La ilusión de creación del objeto para que pueda ser sostenida como experiencia de creación, requiere de un aporte del ambiente que repita la paradoja de la ilusión de haber creado el objeto, dándole a esa creación el estatuto de realidad. Este aporte del ambiente deriva de la capacidad de aceptar el sin-sentido como partícipe en la construcción continua del sentido, liberando la posibilidad de su destrucción como condición para una nueva creación. Así, la experiencia de creación corresponde a un momento en el que se desdibujan el sujeto y el objeto como entidades dadas, al destruir las cualidades que las determinaba como tales, y al crear un atributo cuya expresión crea una nueva cosa o un nuevo estado de cosas.

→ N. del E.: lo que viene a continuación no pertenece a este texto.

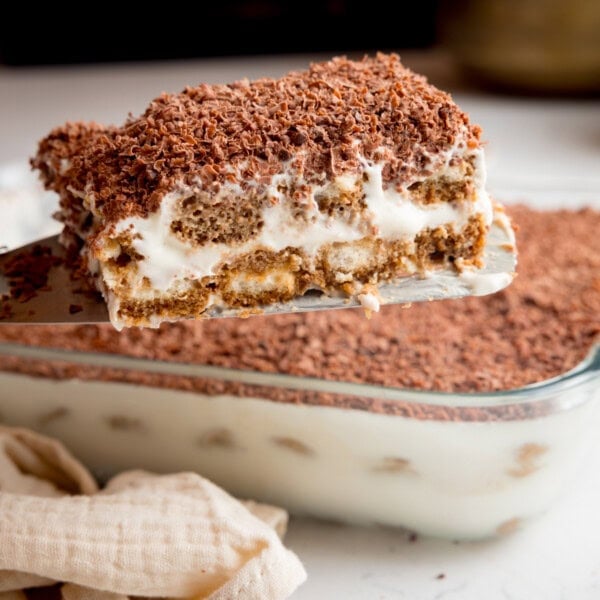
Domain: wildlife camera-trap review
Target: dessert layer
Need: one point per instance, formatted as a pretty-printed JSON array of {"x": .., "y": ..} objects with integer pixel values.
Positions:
[
  {"x": 539, "y": 327},
  {"x": 321, "y": 121},
  {"x": 345, "y": 175}
]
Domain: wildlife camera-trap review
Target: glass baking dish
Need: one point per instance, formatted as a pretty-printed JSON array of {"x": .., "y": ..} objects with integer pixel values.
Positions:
[{"x": 459, "y": 466}]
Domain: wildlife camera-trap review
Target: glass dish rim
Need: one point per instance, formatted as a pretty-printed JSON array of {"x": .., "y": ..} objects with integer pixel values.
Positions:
[{"x": 586, "y": 370}]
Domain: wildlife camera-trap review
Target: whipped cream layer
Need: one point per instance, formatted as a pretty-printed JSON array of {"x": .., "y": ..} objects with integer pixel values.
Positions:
[
  {"x": 170, "y": 264},
  {"x": 451, "y": 479}
]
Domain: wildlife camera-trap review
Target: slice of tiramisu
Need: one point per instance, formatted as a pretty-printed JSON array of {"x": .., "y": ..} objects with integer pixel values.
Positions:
[{"x": 338, "y": 178}]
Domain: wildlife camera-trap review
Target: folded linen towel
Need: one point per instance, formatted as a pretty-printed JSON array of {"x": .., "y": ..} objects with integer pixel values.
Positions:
[{"x": 169, "y": 536}]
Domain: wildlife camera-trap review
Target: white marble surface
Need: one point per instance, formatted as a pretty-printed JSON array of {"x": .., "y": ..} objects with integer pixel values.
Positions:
[{"x": 543, "y": 152}]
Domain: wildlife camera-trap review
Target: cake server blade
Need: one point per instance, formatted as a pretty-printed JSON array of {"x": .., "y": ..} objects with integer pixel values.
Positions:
[{"x": 62, "y": 300}]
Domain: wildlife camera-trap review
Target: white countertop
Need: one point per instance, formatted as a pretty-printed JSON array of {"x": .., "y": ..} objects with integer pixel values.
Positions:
[{"x": 539, "y": 151}]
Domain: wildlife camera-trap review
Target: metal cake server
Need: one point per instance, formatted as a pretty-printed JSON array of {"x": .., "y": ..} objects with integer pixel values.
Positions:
[{"x": 63, "y": 301}]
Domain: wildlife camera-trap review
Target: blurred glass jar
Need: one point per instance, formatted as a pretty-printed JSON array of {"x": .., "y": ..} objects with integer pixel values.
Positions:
[{"x": 527, "y": 45}]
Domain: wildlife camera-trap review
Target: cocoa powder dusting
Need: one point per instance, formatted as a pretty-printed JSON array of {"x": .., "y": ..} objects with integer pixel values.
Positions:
[{"x": 543, "y": 324}]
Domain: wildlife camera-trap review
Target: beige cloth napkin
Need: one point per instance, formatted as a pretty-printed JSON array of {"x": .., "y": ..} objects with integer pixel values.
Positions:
[{"x": 171, "y": 536}]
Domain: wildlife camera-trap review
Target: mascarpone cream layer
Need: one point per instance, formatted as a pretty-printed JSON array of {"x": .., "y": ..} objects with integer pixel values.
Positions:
[{"x": 170, "y": 264}]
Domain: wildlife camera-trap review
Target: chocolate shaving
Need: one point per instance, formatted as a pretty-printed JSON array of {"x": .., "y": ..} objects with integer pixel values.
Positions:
[{"x": 321, "y": 119}]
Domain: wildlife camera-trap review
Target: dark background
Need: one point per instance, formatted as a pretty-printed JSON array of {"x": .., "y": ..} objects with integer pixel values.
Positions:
[{"x": 107, "y": 32}]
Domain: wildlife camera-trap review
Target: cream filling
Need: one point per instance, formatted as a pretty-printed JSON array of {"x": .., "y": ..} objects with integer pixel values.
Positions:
[{"x": 170, "y": 264}]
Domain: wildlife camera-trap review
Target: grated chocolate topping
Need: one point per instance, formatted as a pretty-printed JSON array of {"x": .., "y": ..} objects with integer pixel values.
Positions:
[{"x": 321, "y": 120}]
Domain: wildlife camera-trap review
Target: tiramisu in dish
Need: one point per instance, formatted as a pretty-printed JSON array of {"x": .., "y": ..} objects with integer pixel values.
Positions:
[
  {"x": 338, "y": 178},
  {"x": 412, "y": 418}
]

Todo aquello que participa de la exterioridad, del orden del sentido, tiene el carácter de acontecimiento como algo que se produce por la convergencia de dos series heterogéneas, en el elemento que circula entre ellas, faltando en una y sobrando en otra. La convergencia afecta la distribución de los términos de las series, a la vez que las bifurca y ramifica indefinidamente.
El acontecimiento es así fuente de una multiplicidad de series que se proyectan en direcciones diversas, conformando campos que se producen y se deshacen continuamente en una dimensión impersonal y pre-individual, la dimensión del sentido. La relación de los acontecimientos en la exterioridad es entonces una relación casi-causal que genera la multiplicidad de las series.
DISPONIBILIDADES PARA LA VIOLENCIA
La contra-efectuación no proviene solamente de una posibilidad inscrita en la exterioridad; para que ella se produzca es necesario también que la internalidad se exprese en superficie, pues así como los cuerpos tienen el poder de organizar superficies, también tienen el poder de servirse de ellas para realizar contra efectuaciones que permiten el acrecentamiento tanto de la internalidad como el de la superficie.